Test 05 - Compare Repository with Reference Matrix

Purpose

Compare the generated repository against a reference matrix to quantify dataset differences and identify features that drive separation. This helps estimate likely impacts on model performance and prioritise follow-up checks.

Required Inputs

From configs/env.sh:

WORK_DIR: Output folder path where compare outputs will be written
MODEL_PATH: Path to the fitted model (the script uses ${WORK_DIR}/model/model.medmdl if present)
REFERENCE_MATRIX: Full path to the reference matrix (feature matrix from model training)
CMP_FEATURE_RES: Comma-separated list of important features and resolutions (e.g., Age:1,MCH.slope.win_0_1000:0.01). Used to build a restricted separation model limited to important features.

How to Run

From your TestKit folder, execute:

1	`./run.specific.sh 5`

Or include as part of the full suite:

1	`./run.sh`

Outputs appear under ${WORK_DIR}/compare and ${WORK_DIR}/compare.no_overfitting.

What This Test Does

Using the TestModelExternal workflow, the test performs two comparisons:

A full comparison using all model features (output: ${WORK_DIR}/compare).
A restricted comparison that uses only the important features derived from CMP_FEATURE_RES (output: ${WORK_DIR}/compare.no_overfitting).
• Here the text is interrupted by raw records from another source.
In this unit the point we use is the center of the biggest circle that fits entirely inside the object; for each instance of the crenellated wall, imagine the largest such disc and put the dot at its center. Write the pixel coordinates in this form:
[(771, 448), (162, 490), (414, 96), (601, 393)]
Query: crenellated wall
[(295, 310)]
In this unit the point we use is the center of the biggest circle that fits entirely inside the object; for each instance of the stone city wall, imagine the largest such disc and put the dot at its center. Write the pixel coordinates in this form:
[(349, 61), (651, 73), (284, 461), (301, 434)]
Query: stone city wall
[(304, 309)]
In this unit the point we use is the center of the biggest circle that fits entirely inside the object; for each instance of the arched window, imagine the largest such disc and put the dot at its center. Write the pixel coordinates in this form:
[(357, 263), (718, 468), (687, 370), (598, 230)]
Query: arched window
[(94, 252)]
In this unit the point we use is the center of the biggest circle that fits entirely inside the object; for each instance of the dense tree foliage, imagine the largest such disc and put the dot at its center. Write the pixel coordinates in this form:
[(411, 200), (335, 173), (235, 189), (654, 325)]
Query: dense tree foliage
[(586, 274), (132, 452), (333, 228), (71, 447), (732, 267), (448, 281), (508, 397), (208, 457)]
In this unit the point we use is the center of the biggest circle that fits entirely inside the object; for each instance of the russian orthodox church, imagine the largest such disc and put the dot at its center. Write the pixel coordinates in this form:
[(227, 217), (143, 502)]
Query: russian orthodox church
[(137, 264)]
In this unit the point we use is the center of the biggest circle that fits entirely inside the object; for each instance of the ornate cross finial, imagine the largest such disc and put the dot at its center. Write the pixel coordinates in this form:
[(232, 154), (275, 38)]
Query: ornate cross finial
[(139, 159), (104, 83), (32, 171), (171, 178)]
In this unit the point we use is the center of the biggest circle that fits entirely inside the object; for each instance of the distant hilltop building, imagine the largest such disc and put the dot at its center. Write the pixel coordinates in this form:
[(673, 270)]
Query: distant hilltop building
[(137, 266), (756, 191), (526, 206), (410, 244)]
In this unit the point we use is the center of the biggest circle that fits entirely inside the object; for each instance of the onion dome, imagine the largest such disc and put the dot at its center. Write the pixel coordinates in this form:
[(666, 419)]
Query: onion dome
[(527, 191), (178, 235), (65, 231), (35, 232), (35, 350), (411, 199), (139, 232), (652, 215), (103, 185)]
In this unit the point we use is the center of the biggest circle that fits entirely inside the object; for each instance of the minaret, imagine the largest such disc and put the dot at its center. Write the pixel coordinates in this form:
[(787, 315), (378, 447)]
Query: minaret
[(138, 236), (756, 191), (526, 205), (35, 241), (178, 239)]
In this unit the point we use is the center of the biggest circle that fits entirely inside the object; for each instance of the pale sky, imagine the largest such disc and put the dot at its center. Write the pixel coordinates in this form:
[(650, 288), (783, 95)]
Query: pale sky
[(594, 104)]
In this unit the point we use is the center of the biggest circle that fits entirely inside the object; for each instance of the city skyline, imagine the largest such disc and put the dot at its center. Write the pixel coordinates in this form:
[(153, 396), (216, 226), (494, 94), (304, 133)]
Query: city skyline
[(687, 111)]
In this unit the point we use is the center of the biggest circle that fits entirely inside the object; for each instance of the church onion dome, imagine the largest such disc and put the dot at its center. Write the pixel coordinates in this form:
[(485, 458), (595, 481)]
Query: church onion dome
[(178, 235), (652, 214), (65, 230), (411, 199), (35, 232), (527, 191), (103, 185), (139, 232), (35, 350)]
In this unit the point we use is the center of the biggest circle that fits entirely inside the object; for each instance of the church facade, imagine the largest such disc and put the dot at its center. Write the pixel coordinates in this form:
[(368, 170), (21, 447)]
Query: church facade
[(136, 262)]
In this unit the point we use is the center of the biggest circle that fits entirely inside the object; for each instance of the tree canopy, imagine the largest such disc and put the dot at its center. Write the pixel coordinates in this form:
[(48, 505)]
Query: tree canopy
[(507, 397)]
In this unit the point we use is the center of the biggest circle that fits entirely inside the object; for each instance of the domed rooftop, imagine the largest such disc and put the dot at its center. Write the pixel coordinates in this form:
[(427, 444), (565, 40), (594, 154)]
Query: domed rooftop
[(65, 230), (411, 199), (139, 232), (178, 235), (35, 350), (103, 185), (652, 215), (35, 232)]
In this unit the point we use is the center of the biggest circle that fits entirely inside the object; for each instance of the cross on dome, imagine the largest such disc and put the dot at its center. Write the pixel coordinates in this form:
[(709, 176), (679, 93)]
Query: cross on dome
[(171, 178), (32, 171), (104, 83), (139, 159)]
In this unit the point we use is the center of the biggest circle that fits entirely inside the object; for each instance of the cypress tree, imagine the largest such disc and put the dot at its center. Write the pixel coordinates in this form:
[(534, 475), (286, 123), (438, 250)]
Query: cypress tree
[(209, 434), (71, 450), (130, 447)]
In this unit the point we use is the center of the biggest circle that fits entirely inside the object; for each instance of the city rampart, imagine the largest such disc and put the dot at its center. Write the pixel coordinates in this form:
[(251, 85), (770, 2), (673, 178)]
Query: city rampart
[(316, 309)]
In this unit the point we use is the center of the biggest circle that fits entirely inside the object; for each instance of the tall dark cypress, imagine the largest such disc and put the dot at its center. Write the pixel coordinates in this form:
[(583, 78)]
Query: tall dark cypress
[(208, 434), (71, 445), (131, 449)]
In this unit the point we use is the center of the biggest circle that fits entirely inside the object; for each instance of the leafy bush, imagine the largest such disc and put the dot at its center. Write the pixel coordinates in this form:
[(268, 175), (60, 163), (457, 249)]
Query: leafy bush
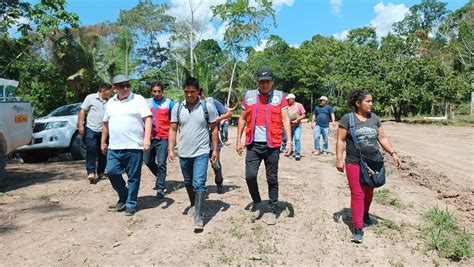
[(444, 235)]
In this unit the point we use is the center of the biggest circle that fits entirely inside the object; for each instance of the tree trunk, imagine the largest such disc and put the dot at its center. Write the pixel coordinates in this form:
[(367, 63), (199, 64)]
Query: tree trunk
[(231, 81), (126, 57), (397, 113)]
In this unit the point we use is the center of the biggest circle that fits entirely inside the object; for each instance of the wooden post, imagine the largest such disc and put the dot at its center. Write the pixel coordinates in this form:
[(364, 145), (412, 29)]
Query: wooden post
[(472, 103)]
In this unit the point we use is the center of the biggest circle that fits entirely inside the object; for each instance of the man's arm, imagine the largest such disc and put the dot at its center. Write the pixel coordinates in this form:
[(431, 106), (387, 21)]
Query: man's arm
[(80, 121), (240, 129), (172, 140), (340, 140), (146, 139), (103, 139), (215, 141), (286, 125)]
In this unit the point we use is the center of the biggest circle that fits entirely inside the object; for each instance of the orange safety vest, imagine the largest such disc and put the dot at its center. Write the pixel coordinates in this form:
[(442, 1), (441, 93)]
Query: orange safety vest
[(273, 119), (161, 119)]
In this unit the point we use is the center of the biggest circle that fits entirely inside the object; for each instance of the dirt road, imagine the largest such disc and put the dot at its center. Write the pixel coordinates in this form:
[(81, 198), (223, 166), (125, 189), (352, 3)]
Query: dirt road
[(50, 215)]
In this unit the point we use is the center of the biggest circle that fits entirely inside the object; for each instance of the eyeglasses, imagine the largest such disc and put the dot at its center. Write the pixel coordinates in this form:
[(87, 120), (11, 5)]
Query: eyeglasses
[(122, 85)]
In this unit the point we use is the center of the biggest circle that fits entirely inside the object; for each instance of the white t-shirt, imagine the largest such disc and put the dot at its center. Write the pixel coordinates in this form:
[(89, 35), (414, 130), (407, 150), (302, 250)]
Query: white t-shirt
[(126, 126)]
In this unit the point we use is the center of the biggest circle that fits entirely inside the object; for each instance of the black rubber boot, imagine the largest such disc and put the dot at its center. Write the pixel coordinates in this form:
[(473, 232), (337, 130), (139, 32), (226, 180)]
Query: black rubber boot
[(199, 212), (191, 194)]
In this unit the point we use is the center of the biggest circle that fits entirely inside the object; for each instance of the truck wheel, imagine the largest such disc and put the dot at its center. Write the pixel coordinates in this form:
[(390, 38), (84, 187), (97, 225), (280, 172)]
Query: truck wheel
[(78, 148), (34, 157), (3, 162)]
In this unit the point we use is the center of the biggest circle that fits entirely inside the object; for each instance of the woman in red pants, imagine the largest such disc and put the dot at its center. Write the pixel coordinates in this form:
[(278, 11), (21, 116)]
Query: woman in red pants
[(369, 134)]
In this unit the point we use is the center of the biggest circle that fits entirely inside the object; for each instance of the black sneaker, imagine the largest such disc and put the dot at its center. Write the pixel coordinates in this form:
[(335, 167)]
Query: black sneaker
[(130, 212), (367, 220), (220, 189), (358, 236), (119, 207), (159, 195)]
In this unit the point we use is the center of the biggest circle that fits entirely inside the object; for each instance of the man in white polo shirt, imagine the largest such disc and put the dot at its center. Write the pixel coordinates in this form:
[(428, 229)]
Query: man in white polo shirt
[(94, 107), (193, 117), (127, 123)]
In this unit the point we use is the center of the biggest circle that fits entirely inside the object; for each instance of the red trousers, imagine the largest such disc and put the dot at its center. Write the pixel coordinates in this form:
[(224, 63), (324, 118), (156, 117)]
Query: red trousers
[(361, 195)]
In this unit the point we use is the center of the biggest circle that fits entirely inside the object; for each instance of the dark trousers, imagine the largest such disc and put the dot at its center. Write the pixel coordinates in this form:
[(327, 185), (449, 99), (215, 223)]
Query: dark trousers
[(93, 152), (217, 167), (257, 152), (127, 161), (155, 160), (224, 131)]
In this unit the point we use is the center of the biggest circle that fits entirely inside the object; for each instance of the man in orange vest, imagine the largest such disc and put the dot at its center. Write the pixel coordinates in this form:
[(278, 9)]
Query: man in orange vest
[(264, 114), (155, 157)]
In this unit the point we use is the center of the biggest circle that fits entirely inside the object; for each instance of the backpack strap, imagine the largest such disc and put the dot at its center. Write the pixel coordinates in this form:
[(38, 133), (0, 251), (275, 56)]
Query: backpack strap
[(352, 129), (206, 112), (204, 108), (180, 106)]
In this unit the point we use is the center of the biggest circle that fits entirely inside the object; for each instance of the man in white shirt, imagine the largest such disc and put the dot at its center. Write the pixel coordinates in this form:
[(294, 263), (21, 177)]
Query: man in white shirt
[(127, 123)]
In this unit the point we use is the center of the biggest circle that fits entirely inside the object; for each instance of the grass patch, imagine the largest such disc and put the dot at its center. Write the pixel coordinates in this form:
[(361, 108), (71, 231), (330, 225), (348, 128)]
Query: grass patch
[(384, 197), (443, 235), (264, 248), (224, 258), (384, 225), (258, 231), (237, 232), (209, 244)]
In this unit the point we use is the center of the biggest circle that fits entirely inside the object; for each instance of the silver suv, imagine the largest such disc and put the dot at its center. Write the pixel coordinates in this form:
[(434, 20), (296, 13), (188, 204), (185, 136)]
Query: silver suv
[(55, 133)]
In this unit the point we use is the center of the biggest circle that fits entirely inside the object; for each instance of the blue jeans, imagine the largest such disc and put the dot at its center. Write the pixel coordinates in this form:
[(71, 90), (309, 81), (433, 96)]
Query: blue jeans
[(155, 160), (296, 133), (130, 162), (318, 131), (195, 172), (93, 152), (224, 130)]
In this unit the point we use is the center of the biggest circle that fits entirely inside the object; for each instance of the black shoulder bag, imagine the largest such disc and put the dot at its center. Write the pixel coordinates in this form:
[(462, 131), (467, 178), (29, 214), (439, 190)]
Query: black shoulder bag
[(372, 171)]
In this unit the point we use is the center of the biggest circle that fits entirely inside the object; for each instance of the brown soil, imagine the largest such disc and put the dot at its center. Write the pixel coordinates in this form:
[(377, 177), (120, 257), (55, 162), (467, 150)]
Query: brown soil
[(49, 213)]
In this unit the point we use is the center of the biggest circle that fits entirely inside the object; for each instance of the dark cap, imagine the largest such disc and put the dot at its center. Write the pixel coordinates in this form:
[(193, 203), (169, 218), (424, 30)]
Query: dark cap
[(120, 79), (264, 74)]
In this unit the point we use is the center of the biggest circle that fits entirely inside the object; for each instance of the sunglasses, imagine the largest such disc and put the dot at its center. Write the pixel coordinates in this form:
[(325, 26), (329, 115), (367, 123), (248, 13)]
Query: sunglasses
[(122, 85)]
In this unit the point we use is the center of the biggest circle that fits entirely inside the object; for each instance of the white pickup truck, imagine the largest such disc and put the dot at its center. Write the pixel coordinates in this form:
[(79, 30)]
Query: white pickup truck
[(16, 121)]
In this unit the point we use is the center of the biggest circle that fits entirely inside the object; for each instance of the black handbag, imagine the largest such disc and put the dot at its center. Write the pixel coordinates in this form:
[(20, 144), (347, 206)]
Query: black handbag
[(372, 170)]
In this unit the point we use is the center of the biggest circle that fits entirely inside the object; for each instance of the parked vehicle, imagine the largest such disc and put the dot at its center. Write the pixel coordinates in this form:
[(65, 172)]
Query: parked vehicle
[(16, 121), (55, 133)]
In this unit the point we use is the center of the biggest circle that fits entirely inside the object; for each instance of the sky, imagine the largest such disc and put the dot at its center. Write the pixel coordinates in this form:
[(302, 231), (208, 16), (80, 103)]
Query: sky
[(297, 20)]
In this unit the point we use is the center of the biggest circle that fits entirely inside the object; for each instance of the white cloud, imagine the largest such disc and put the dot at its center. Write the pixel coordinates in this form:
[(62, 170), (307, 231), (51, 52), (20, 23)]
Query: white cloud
[(336, 6), (181, 10), (341, 35), (208, 29), (262, 45), (295, 45), (386, 15), (277, 4)]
For each comparison the test:

Computes per-feature statistics (mean, std, missing counts) and statistical tests (Mann–Whitney U)
Trains a separation/propensity model to measure how separable the new dataset is from the reference (reports AUC and related metrics)
Produces a Shapley-style feature importance report for the separation model (shapley_report.tsv) and per-feature plots (features_diff)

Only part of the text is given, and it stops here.